It was the first time that he was playing the French Open, and yet 19 years old Rafael Nadal won his first Grand Slam at a canter.

Rafael Nadal (ESP) def. Mariano Puerta (ARG)

6-7, 6-3, 6-1, 7-5


French Open 2006

The Majorcan got off to a slow start in the final battle against Roger but little by little, he began to take control of the match with his forehands slowly wearing away Federer’s backhand. Rafa finally won after a fourth-set tie-break, securing a second French Open title at the age of just 20.

Rafael Nadal (ESP) def. Roger Federer (SUI)

1-6, 6-1, 6-4, 7-6


French Open 2007

 Third French Open, third title for Rafael Nadal. Once again, it was world No.1 Roger Federer who stood between Nadal and the title, with the Swiss again looking to win all four Slams in a row. The final was a tight affair but Federer was left to rue his lack of success on break points, converting just one of the 17 which came his way. And as in 2006, he fell in four sets.

Rafael Nadal (ESP) def. Roger Federer (SUI)

6-3, 4-6, 6-3, 6-4


French Open 2008

Before, there was Borg. Then came Nadal. Thirty years on, Rafael Nadal took the former king of clay’s records and decided to emulate them. He showed his opponents no mercy, particularly in the final when he thrashed world No.1 Roger Federer.

Rafael Nadal (ESP) def.
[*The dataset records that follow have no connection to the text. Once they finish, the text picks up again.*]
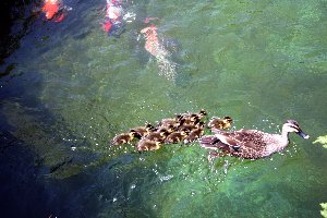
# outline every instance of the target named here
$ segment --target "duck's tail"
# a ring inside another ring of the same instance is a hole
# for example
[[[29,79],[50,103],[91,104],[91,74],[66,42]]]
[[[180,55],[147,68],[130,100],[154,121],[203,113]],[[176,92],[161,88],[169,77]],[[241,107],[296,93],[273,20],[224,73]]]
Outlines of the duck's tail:
[[[218,140],[218,137],[216,137],[215,135],[206,135],[199,140],[201,146],[208,149],[219,148],[220,143],[220,140]]]

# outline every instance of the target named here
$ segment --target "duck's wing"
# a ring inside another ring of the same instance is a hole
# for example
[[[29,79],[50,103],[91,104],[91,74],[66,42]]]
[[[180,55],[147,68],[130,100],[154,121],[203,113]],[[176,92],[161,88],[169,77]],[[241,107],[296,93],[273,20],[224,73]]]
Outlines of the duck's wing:
[[[223,144],[238,150],[240,148],[257,149],[265,143],[262,141],[264,133],[256,130],[239,130],[235,132],[215,131],[216,137]]]

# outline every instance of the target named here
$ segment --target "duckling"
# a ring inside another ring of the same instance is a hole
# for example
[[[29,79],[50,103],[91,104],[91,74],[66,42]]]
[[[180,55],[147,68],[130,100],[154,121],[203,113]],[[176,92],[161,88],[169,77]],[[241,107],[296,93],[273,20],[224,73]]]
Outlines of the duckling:
[[[111,144],[112,145],[121,145],[121,144],[126,144],[130,143],[134,137],[136,138],[141,138],[141,135],[137,132],[129,132],[129,133],[122,133],[119,135],[116,135],[112,141]]]
[[[162,142],[169,135],[169,132],[166,129],[161,129],[157,132],[152,132],[145,138],[154,142]]]
[[[157,150],[160,148],[161,143],[156,142],[156,141],[150,141],[147,138],[143,138],[138,141],[136,144],[136,150],[142,152],[142,150]]]
[[[185,116],[183,116],[181,118],[179,126],[182,126],[182,125],[195,125],[196,123],[199,122],[199,120],[201,119],[195,113],[193,113],[193,114],[185,114]]]
[[[184,143],[185,144],[192,143],[192,142],[198,140],[203,134],[204,134],[204,128],[194,129],[190,132],[187,137],[184,140]]]
[[[167,128],[167,126],[178,126],[180,124],[180,114],[175,114],[174,118],[165,118],[160,122],[158,122],[158,128]]]
[[[159,131],[162,131],[162,130],[167,131],[170,134],[173,131],[175,131],[175,128],[172,124],[170,124],[168,126],[156,128],[156,129],[154,129],[154,132],[159,132]]]
[[[202,109],[201,111],[198,111],[197,113],[183,113],[181,117],[181,119],[197,119],[197,120],[201,120],[203,119],[205,116],[207,116],[207,112]]]
[[[130,132],[136,132],[142,137],[144,137],[144,136],[147,136],[154,129],[155,129],[154,125],[152,125],[150,123],[146,123],[145,126],[133,128],[132,130],[130,130]]]
[[[187,132],[186,131],[174,132],[174,133],[171,133],[170,135],[167,136],[167,138],[165,140],[165,143],[175,144],[175,143],[182,142],[186,137],[187,137]]]
[[[233,120],[230,117],[213,118],[208,123],[208,128],[223,130],[230,128],[232,122]]]

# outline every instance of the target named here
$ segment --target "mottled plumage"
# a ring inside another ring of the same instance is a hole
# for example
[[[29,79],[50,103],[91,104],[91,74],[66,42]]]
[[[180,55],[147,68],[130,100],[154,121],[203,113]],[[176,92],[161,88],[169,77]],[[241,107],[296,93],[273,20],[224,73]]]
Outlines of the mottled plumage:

Roger Federer (SUI)

6-1, 6-3, 6-0


French Open 2010

A year after his defeat to Robin Soderling, Spain’s Rafael Nadal exacted revenge on his conqueror in the French Open final.

Rafael Nadal (ESP) def. Robin Soderling (SWE)

6-4, 6-2, 6-4


French Open 2011

Spain’s Rafael Nadal won his sixth Roland Garros title, joining Bjorn Borg as the most successful player in the history of the French Open.

Rafael Nadal (ESP) def. Roger Federer (SUI)

7-5, 7-6, 5-7, 6-1


French Open 2012

History was made at Roland Garros on Monday 11 June 2012. Rain on Sunday meant that the French Open final had to be played over more than one day for the first time since 1973, but it did not stop Rafael Nadal from underlining his status as the greatest clay-court player ever. The world No.2 defeated Novak Djokovic in a 3 hour, 50 minute final spread over two days. This was the Spanish lefty’s seventh title, putting him ahead of Björn Borg as the most successful man in the history of the men’s singles at the French Open.

Rafael Nadal (ESP) def. Novak Djokovic (SRB)

6-4, 6-3, 2-6, 7-5

French Open 2013

The creation of tennis history, or the biggest upset in tennis history – this much was inevitable at the men’s final at Roland Garros 2013.

At the very first moment Nadal could, he grasped the match, he grasped the championship, he grasped history. It takes a strange courage to risk being on the wrong end of the greatest upset of all-time; but once again all those who came to slay Nadal were themselves vanquished instead. Plus Ultra indeed.